Logan declined an interview request but said in a statement that it is “crucial that we plan for a changing climate to ensure we provide our customers with power that is not only affordable and environmentally sustainable, but reliable as well. We are fortunate that we have such gifted engineers and planners that have been working on these challenges and continue to look ahead decades to ensure we can deliver power to all of our customers during extreme weather events.”
The recent extreme event arrived the last weekend of June. Planners saw it coming 10 days ahead. Four days out, Shapley was certain that temperatures would exceed 100 degrees and peak on Monday, June 28. Advance knowledge is critical, because the regional power trading market is closed on the weekends. Shapley makes decisions affecting Monday’s power supply on Friday.

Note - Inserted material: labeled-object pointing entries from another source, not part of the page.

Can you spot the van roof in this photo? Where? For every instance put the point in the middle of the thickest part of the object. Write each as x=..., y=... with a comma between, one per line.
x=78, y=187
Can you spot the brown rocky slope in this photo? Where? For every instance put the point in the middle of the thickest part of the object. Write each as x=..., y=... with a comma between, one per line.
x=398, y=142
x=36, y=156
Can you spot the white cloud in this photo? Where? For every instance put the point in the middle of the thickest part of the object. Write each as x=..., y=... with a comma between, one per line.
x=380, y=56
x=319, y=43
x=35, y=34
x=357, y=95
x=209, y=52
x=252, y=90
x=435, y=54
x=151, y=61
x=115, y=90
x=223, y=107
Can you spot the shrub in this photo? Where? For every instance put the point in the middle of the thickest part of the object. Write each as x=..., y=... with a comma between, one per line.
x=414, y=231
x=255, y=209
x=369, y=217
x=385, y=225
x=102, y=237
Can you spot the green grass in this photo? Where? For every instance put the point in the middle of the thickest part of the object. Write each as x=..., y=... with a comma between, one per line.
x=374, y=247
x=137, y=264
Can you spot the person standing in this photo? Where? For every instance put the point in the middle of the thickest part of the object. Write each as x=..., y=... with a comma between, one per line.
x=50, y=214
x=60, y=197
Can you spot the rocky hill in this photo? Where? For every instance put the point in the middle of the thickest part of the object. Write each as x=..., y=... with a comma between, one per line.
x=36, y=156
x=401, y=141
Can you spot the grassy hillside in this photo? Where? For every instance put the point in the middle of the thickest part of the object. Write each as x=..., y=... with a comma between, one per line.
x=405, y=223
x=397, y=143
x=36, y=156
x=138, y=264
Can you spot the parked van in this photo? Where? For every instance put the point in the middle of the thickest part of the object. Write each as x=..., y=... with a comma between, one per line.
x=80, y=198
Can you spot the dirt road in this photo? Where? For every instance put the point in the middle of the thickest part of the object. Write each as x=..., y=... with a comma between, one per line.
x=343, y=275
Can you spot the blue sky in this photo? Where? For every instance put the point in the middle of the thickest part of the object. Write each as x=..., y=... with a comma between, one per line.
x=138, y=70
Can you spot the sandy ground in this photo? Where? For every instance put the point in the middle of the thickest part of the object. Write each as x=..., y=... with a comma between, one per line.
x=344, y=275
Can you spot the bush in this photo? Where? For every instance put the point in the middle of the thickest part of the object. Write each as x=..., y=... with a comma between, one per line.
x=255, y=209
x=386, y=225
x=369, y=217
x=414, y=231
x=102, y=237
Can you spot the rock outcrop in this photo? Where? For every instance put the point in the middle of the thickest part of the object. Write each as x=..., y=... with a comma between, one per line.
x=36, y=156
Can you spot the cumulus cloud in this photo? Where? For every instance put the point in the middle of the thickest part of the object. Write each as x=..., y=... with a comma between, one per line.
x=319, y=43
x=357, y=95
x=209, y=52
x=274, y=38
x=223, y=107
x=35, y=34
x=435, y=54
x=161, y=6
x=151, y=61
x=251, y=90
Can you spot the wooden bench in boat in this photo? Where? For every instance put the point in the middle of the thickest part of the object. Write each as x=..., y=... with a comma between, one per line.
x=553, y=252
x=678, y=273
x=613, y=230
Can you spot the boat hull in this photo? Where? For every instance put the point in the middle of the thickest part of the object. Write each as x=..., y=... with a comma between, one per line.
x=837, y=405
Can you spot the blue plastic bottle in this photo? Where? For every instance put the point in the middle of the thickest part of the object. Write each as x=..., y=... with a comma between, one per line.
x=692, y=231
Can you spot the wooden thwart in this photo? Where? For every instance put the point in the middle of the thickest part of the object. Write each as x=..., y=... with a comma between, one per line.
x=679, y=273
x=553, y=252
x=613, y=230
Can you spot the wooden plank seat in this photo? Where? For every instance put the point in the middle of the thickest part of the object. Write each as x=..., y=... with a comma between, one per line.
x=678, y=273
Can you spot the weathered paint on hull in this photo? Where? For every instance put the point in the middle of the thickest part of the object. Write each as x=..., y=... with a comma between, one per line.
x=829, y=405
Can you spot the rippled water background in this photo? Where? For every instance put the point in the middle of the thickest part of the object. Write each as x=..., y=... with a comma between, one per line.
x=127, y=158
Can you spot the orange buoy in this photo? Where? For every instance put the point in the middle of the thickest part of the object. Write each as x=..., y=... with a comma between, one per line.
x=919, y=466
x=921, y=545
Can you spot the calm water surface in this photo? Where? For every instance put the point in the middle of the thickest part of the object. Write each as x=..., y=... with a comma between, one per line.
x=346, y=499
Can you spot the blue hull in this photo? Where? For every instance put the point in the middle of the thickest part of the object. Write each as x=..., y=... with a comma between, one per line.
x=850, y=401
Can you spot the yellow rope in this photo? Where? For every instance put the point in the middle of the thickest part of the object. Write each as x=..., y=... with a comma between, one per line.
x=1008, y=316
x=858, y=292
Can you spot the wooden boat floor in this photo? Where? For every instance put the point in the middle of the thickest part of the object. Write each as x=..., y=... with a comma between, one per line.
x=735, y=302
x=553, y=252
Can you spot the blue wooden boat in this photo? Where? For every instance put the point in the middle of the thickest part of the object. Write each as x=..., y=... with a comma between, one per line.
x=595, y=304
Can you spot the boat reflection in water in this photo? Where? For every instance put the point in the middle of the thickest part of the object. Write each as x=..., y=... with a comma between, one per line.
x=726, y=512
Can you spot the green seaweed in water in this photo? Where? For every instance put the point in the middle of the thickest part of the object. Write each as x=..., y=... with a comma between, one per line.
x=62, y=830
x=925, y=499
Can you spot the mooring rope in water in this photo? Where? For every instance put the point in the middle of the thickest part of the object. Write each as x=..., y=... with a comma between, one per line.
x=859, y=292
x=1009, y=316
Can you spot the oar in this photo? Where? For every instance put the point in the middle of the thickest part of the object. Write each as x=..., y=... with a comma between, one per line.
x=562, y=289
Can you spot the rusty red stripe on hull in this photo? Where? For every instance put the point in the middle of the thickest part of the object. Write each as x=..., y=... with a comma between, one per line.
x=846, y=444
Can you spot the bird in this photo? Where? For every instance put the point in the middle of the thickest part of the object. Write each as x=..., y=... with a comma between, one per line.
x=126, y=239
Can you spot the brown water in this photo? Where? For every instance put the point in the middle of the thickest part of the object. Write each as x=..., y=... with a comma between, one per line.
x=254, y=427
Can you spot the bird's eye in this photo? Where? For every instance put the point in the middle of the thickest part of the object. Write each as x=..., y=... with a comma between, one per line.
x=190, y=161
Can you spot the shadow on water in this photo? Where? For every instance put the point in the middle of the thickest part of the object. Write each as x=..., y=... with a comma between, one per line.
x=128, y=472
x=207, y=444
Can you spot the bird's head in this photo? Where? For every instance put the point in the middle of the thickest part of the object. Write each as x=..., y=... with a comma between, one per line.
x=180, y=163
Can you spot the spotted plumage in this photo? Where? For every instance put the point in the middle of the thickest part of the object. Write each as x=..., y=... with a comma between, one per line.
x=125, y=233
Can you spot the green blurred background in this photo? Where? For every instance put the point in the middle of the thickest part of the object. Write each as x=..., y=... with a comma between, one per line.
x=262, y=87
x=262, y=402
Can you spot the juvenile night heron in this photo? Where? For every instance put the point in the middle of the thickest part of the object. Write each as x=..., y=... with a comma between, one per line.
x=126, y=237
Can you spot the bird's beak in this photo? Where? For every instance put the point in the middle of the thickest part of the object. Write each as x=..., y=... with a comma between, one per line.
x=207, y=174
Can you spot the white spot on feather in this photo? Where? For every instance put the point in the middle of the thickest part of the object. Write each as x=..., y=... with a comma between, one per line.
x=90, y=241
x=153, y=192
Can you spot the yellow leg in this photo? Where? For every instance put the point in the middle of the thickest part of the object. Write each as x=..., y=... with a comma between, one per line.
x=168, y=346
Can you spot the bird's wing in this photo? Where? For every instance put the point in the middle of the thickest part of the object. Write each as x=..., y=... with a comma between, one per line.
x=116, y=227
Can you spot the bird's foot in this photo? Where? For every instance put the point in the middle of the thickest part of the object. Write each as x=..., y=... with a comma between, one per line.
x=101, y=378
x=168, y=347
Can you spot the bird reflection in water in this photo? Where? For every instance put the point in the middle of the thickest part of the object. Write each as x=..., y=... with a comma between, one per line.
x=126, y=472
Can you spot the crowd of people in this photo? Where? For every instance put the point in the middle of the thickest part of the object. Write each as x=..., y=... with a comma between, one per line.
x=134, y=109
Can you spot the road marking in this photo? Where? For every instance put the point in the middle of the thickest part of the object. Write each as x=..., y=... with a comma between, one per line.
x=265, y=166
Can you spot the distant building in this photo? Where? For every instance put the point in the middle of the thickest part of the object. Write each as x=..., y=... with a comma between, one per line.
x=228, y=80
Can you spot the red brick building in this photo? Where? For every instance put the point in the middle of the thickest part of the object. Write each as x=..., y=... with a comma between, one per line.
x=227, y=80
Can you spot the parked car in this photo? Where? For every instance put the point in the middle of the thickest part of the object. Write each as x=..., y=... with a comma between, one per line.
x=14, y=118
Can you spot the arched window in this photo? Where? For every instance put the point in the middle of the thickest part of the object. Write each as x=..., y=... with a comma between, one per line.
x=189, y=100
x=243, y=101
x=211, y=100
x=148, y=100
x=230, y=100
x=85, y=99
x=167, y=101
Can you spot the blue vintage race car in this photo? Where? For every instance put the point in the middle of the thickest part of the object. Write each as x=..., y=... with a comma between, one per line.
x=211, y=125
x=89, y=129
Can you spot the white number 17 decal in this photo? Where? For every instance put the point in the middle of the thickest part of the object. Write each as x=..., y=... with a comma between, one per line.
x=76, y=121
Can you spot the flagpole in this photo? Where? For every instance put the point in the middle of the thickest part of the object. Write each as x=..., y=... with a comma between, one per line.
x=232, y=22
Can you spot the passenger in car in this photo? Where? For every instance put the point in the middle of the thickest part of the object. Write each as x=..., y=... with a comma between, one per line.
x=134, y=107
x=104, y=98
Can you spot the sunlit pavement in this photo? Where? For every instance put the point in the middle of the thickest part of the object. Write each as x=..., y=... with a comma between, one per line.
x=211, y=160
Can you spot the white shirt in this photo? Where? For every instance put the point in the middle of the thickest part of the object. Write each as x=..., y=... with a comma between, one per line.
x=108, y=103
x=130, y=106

And extreme events always seem to happen on Mondays, said Shapley, who has been in the business since 2000.
With the sizzling weekend approaching, power generation on the Sultan River was kept at its minimum of 25 megawatts of power. As temperatures soared into the 90s, more water was released from Culmback Dam and the turbines roared, producing 96 megawatts, nearing capacity. That was 8.5% of the 1,134-megawatt record demand. Spada Lake continued to rise, thanks to the heat and ample mountain snowpack. By Sunday night, it was full.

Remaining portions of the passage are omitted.